Like I said -- full details in a follow-up post once the dust settles.   I've got fires to put out after a 48 hour downtime.

----------

## yuwy

hmm yea, someone mentioned the stupidity of the eth interface increment when it should

start back at zero if there are no additional cards.

----------

## dahoste

I can see a use for caching the MAC addr to eth mapping, but it seems like that should be opt-in, rather than the default.  I've *never* expected a box to call it's first ethernet device anything besides eth0.

----------

## mariourk

Where does dbus store the cached MAC-addresses?

I've been breaking my head over the same problem for days.

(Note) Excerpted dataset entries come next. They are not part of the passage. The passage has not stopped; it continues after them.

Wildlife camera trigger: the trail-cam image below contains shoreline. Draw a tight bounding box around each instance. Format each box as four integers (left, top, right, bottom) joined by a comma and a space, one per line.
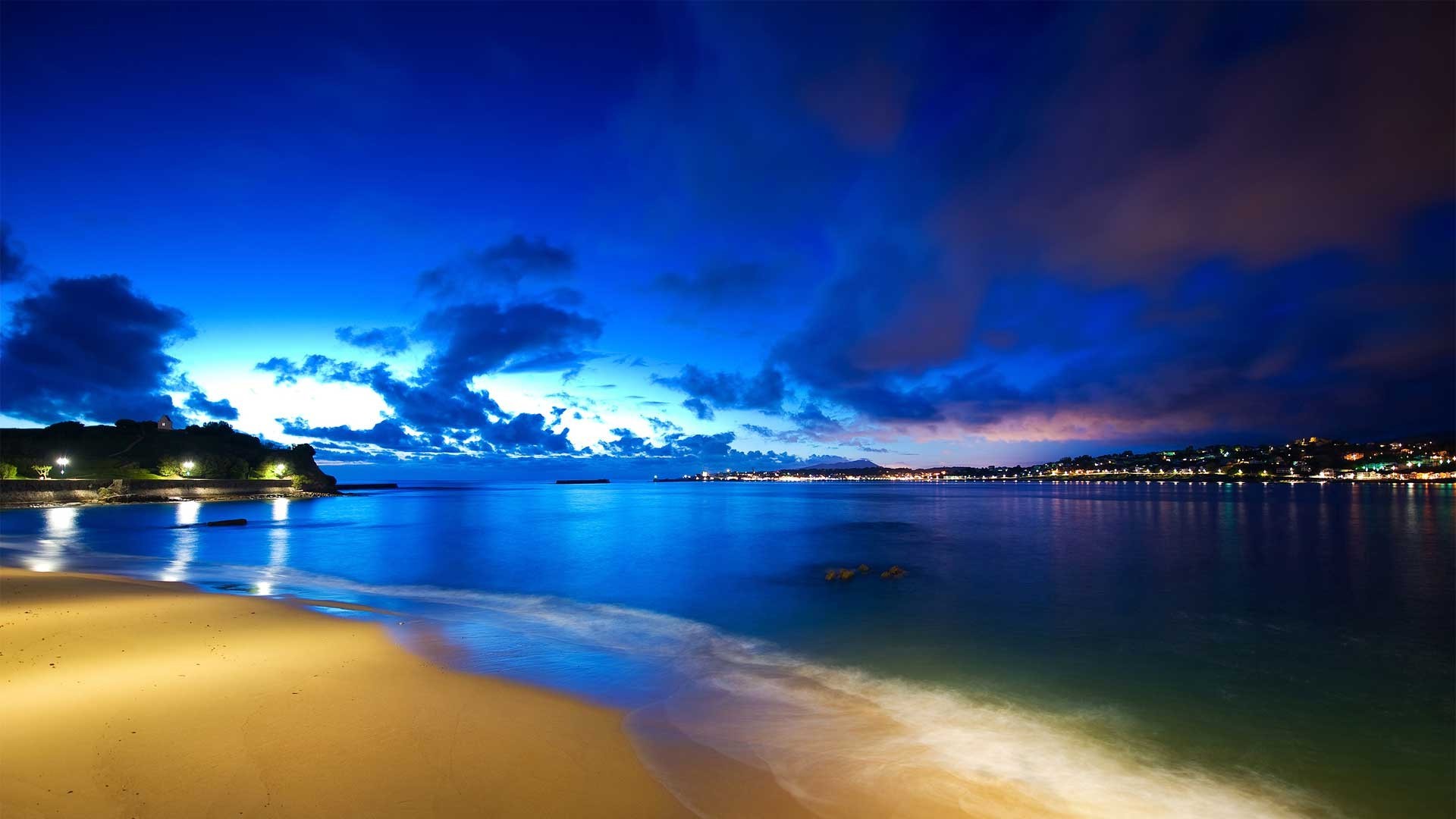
0, 568, 704, 817
0, 491, 337, 510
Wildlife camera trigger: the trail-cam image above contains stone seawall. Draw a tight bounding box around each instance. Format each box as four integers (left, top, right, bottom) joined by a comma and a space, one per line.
0, 478, 294, 504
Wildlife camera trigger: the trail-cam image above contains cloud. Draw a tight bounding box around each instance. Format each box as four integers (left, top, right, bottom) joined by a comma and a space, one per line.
0, 275, 192, 424
0, 221, 35, 284
642, 417, 682, 436
418, 302, 601, 381
278, 419, 425, 452
804, 57, 910, 152
418, 234, 576, 294
652, 364, 786, 419
187, 389, 237, 421
334, 326, 410, 356
652, 262, 779, 309
682, 398, 714, 421
255, 296, 601, 453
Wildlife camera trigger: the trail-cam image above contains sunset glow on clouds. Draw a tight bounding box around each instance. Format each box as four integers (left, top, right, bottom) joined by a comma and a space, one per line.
0, 5, 1456, 474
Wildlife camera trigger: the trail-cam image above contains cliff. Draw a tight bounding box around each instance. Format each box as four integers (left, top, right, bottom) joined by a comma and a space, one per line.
0, 419, 335, 493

Thanks to you

I now know that the only nic in my pc is eth2 instead of eth0. I would like

to reset the whole mess so eth2 becomes eth0 again.

Anyone knows how?

----------

## dahoste

```
/etc/udev/rules.d/70-persistent-net.rules
```

I think you can just remove the lines in that file to get udev to 'rediscover' the ethernet devices.

After you edit it, I think you can just start udev and then restart net.eth0.